Einerseits hat sich die russische Kalkulation, dass Drohungen mit einer nuklearen Eskalation den Westen von jedweder nennenswerten Intervention auf Seiten der Ukraine abhalten würden, als völlig haltlos erwiesen. Die Staaten der von den USA angeführten Ad-hoc-Koalition lieferten schrittweise immer mehr und immer modernere Waffensysteme an die Ukraine, angefangen von Panzerabwehrlenkraketen (ATGM) / Granatwerfern und tragbaren Luftabwehrsystemen (MANPADS) über 155-Millimeter-Haubitzen, Mehrfachraketenwerfer (MRLS) und diverse gepanzerte Fahrzeuge bis hin zu der Entscheidung, modernste Luft- und Raketenabwehrsysteme sowie Kampfjets der vierten Generation bereitzustellen, die 2024 geliefert werden sollen. Diese Menge an Waffen ermöglichte es, die ursprünglichen russischen Pläne zu durchkreuzen. Die Front konnte stabilisiert werden, wobei es zu beispiellosen russischen Verlusten kam. Allerdings zeigten die Ereignisse von 2023, dass es nicht für eine klassische Offensivoperation gegen gut vorbereitete Stellungen reichte.

Gleichzeitig zeigten die Überlegungen zum Eskalationsmanagement, das einen Eckpfeiler der Politik der westlichen Staaten in Bezug auf den russisch-ukrainischen Krieg darstellt, ihre Wirkung. Sie hatten Folgen für das Tempo, die Qualität und die Quantität der Hilfen an die Ukraine. Jede weitere Entscheidung, der Ukraine modernere Waffensysteme zu geben, wurde mit Blick auf eine mögliche nukleare Eskalation durch Russland abgewogen. In den meisten Fällen gab es für das jeweilige Waffensystem letzten Endes grünes Licht. Allerdings ging dabei wertvolle Zeit verloren, was entsprechende negative Folgen für die Entwicklung auf dem Schlachtfeld hatte. Leider waren die USA und einige ihrer Verbündeten, wie etwa Deutschland, zu zögerlich, um die erkennbare Diskrepanz zwischen Russland und China (Moskaus wichtigstem internationalen Rückhalt) auszunutzen: Schließlich hatten offizielle Stellungnahmen aus Beijing klargestellt, dass eine nichtkonventionelle Eskalation durch Russland von der chinesischen Führung nicht begrüßt werden würde.

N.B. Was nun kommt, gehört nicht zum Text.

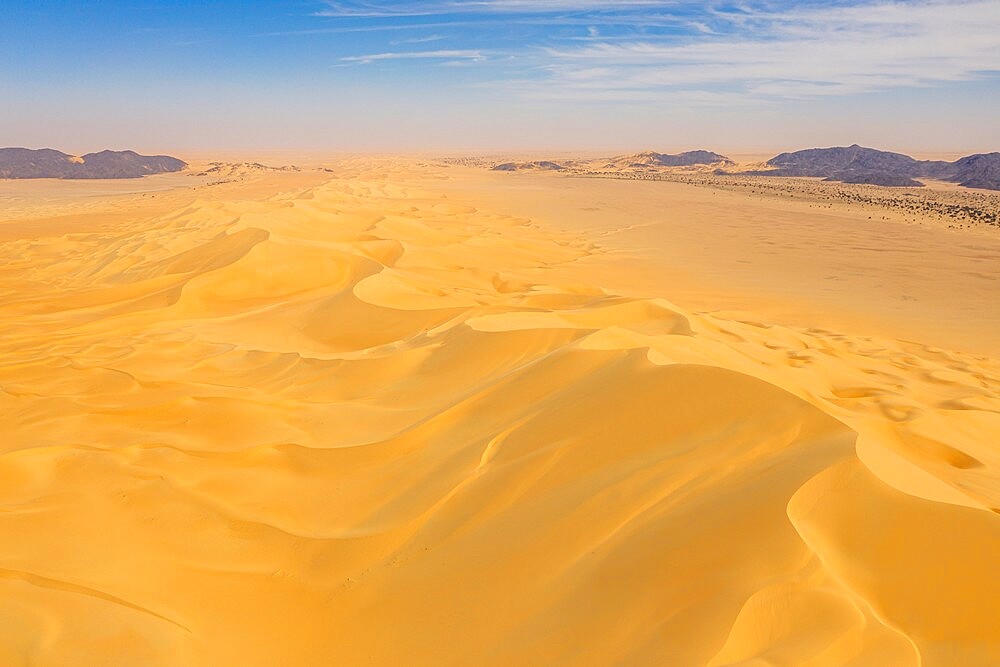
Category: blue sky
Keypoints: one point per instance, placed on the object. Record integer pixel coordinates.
(499, 74)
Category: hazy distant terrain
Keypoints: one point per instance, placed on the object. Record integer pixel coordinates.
(391, 411)
(49, 163)
(857, 164)
(849, 164)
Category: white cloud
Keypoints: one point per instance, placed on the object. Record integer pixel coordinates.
(454, 54)
(393, 9)
(796, 53)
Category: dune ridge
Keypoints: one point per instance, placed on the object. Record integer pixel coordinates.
(357, 422)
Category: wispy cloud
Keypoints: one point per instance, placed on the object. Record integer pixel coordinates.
(800, 53)
(453, 54)
(758, 50)
(400, 9)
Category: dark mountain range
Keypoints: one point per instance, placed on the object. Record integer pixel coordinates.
(541, 165)
(978, 171)
(653, 159)
(48, 163)
(857, 164)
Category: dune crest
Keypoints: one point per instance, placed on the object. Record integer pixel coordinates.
(360, 423)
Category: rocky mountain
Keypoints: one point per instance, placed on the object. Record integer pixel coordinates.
(875, 178)
(540, 165)
(857, 164)
(978, 171)
(48, 163)
(653, 159)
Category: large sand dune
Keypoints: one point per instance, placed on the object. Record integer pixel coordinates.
(351, 420)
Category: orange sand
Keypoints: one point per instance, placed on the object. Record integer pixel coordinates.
(360, 418)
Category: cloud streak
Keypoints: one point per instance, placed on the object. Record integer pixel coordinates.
(653, 49)
(444, 54)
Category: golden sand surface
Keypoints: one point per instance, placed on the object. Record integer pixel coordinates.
(411, 414)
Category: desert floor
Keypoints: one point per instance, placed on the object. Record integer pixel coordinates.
(410, 413)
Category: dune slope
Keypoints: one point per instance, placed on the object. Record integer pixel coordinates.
(357, 423)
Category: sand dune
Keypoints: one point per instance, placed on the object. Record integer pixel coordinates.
(352, 420)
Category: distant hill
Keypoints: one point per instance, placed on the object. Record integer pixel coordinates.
(875, 178)
(978, 171)
(857, 164)
(654, 159)
(541, 165)
(48, 163)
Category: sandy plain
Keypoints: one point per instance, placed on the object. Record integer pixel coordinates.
(407, 412)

Im September 2022 führten explizite russische Drohungen mit Nuklearwaffen dazu, dass Russland wertvolle Zeit gewann, um mobil zu machen, sich neu aufzustellen und sich darauf einzurichten, dass es einen Wechsel vom Bewegungskrieg hin zu einem Abnutzungskrieg gab. Die Ukraine war nicht in der Lage, im September und Oktober 2022 das Momentum extremer russischer Schwäche auszunutzen, weil die internationalen Hilfslieferungen anhand der Philosophie »Russlands Sieg verhindern, die Ukraine vor einer Niederlage bewahren« erfolgten und dabei Überlegungen zum Eskalationsmanagement eine Rolle spielten. Die Entscheidung, offensiv ausgerichtete ukrainische Verbände auszurüsten, wurde von den USA und ihren Partnern erst im Januar 2023 getroffen; aber da war es bereits zu spät.

Der Umstand, dass Russland eine der großen Atommächte ist, brachte auch andere für die Ukraine nachteilige Beschränkungen mit sich: Keiner der westlichen Partner ist bereit, tief ins Innere Russlands geführte Angriffe zu unterstützen, die die russische Wirtschaft oder seine Kriegsmaschinerie empfindlich treffen würden. Ein Beispiel hierfür ist die fehlende Bereitschaft des deutschen Bundeskanzlers Olaf Scholz, grünes Licht für die Lieferung von luftgestützten Marschflugkörpern vom Typ Taurus an die Ukraine zu geben – sie könnten die strategisch wichtige Krimbrücke bei Kertsch angreifen.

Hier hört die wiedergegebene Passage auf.